Le lion & le rat (Le Tref & l'Aucube)

Faut pas se
mettre la rate
au court-bouillon
Ça c'est
balot...
Somme toute, la Femme répudie parfaitement l'art, tant et si bien que la justice s'échappe en évitant le bonheur du rationalisme
Ricane ::
Le lion & le rat (Le Tref & l'Aucube)

4 Novembre 2007 ::

« Engelbert Dollfuss, dictateur anti nazi - 3ème partie »

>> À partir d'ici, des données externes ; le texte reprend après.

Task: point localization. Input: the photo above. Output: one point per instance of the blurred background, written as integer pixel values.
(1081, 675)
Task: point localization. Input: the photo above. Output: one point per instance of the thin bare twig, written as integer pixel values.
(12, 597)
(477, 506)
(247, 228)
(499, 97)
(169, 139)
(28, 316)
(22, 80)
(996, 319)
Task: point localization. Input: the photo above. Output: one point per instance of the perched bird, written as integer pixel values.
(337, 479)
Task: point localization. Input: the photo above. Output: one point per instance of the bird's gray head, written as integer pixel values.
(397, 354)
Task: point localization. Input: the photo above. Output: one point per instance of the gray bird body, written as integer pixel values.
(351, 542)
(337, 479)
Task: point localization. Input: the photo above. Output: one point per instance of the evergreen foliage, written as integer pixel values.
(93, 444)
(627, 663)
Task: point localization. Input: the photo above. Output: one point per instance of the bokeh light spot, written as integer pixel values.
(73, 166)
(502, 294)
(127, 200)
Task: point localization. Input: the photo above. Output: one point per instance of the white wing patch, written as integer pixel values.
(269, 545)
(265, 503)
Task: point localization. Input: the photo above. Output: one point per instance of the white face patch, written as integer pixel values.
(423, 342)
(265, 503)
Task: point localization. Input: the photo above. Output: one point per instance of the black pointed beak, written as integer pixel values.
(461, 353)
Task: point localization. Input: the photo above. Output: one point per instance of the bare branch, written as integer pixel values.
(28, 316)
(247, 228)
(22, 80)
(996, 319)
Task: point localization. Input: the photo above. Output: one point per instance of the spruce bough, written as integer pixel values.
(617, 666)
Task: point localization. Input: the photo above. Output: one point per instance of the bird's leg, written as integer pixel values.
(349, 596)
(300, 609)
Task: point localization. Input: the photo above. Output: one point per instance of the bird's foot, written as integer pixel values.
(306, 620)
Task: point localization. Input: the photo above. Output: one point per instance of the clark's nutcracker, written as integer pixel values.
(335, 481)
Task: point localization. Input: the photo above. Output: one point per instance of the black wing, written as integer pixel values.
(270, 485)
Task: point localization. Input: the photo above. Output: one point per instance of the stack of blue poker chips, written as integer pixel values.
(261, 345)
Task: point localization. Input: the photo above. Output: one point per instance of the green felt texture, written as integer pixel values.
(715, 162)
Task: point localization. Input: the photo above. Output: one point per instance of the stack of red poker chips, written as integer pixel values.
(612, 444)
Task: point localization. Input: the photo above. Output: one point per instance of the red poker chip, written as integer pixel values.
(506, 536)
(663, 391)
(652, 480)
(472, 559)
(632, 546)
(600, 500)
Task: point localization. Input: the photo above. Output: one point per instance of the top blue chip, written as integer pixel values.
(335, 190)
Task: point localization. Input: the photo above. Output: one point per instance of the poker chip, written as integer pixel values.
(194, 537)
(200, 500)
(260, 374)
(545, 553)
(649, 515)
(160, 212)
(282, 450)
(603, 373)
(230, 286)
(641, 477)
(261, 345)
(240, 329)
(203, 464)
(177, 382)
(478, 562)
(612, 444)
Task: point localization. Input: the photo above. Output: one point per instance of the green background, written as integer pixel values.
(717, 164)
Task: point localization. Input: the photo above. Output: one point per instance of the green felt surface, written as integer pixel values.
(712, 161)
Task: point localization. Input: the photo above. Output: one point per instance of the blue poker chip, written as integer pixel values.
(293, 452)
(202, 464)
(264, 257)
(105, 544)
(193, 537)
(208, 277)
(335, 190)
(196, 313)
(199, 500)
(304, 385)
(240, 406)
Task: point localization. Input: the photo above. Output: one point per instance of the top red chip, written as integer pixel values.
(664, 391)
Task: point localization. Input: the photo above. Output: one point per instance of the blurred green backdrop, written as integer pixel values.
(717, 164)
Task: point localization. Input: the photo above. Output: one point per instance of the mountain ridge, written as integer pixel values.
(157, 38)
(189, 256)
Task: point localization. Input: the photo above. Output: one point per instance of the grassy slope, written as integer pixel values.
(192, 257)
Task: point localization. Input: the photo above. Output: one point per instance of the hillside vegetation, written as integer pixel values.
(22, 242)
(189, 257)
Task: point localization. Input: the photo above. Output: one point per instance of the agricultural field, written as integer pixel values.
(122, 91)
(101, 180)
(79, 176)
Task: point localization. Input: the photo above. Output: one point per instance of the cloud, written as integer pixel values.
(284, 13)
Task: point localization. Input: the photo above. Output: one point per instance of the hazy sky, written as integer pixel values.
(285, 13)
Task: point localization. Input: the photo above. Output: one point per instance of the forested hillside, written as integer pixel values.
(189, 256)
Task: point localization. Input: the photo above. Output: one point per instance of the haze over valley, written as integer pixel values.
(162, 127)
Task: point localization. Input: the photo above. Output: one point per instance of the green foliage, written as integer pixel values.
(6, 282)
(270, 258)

:: Histoire contemporaine, 1934

Ce billet fait partie d'un sujet composé de quatre parties :

1. Engelbert Dollfuss, dictateur anti nazi - 1ère partie
2. Engelbert Dollfuss, dictateur anti nazi - 2ème partie
3. Engelbert Dollfuss, dictateur anti nazi - 3ème partie
4. Engelbert Dollfuss, dictateur anti nazi - 4ème partie



L'impatience des nazis autrichiens

Après les massacres de février, l'opposition socialiste n'existe plus, mais Dollfuss sent confusément qu'on l'a poussé à aller trop loin : il tente de trouver des compromis avec les syndicats, mais c'est trop tard. Partout en Europe, on considère Dollfuss comme un dictateur sanguinaire, et le chancelier se retrouve ainsi totalement isolé, autant sur le plan intérieur qu'extérieur. Le 1er mai 1934, Dollfuss promulgue cependant la nouvelle constitution qu'il appelait de ses voeux, formant un nouvel Etat corporatif. A la fin d'un discours fleuve, il déclare : « Restons unis dans l'amour de notre petit, mais beau pays ! ».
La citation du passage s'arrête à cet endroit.